1. Field of the Invention
This invention relates to the field of computer systems and, more particularly, to distributed hardware emulation environments.
2. Description of the Related Art
Generally, the development of components for an electronic system such as a computer system includes design verification of the components, which may be accomplished, for example, by simulation of models of the components, or by hardware emulation of the components. During design verification, the specified functions of each component may be tested and, when incorrect operation (a bug) is detected, the model or emulation circuitry of the component may be changed to generate correct operation. Once design verification is complete, the component may be fabricated. Since many of the bugs may have been detected in design verification, the component may be more likely to operate as specified and the number of revisions to hardware may be reduced. Simulation models are frequently described in a hardware description language (HDL) such as Verilog, VHDL, etc.
Originally, simulations of electronic systems were performed on a single computing system. However, as the electronic systems (and the components forming systems) have grown larger and more complex, single-system simulation has become less desirable. The speed of the simulation (in cycles of the electronic system per second) may be reduced due to the larger number of gates in the model which require evaluation. Additionally, the speed may be reduced as the size of the electronic system model and the computer code to perform the simulation may exceed the memory capacity of the single system. In some cases, the simulators may not be capable of simulating the entire model. As the speed of the simulation decreases, simulation throughput is reduced.
To address these issues, distributed simulation has become more common. Generally, a distributed simulation system includes two or more computer systems (i.e. nodes) simulating portions of an electronic system in parallel. Furthermore, each node must communicate with other nodes to transfer information between different simulated portions of the electronic system, i.e., to coordinate and/or synchronize steps of the distributed simulation. For example, a distributed simulation system may sample output signals from the portions of the system simulated by each node and communicate the corresponding signal values to other nodes. The received signal values are then driven as inputs to the models in those other nodes.

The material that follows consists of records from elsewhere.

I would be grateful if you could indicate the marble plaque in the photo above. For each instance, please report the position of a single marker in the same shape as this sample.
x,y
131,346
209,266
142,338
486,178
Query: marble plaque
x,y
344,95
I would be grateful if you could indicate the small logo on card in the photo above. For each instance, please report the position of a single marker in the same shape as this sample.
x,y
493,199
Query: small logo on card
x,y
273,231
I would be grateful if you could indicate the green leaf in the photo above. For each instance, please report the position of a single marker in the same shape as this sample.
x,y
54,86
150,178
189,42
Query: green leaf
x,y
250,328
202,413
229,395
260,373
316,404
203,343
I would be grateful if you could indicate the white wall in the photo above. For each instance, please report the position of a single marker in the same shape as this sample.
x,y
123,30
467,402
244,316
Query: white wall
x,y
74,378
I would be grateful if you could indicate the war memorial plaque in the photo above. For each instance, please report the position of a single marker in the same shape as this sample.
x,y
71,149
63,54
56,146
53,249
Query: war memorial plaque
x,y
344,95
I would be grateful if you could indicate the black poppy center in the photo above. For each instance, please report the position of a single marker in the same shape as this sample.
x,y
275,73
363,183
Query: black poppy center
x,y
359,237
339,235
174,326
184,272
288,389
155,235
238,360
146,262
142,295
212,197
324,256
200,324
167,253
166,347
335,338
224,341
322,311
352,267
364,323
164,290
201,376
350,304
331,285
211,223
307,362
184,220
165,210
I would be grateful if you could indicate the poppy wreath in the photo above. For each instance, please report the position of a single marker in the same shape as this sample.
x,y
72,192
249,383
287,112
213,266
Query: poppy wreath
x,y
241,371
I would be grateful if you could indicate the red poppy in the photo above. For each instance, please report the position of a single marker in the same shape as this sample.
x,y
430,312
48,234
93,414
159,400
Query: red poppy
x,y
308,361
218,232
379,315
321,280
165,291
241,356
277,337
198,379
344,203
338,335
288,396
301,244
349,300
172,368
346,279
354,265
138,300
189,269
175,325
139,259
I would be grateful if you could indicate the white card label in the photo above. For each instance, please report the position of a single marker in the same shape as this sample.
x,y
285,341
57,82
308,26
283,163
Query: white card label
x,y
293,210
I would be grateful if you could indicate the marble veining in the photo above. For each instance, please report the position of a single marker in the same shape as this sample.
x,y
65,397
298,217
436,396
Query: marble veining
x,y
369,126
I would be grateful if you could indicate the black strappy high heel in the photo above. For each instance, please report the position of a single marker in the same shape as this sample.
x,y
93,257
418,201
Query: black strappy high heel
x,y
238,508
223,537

Hardware emulation has typically been performed using expensive, often proprietary emulation servers that may contain custom-built hardware emulation devices. Such emulation servers may, for example, be limited to using a maximum number of emulation devices such as field programmable gate arrays (FPGAs) that may be incorporated within the proprietary design of the emulation server. Hardware emulation for a given component may typically be accomplished faster than a software simulation for the same component. For large and complex designs, however, the total amount of design verification required may exceed the emulation capacity supported by an emulation server. A technique that allows flexible configuration of hardware emulation capacity (e.g., using inexpensive commodity hardware), and uses inter-node communication to coordinate distributed hardware emulation in a manner similar to the coordination techniques used in distributed software simulation, may therefore be desirable.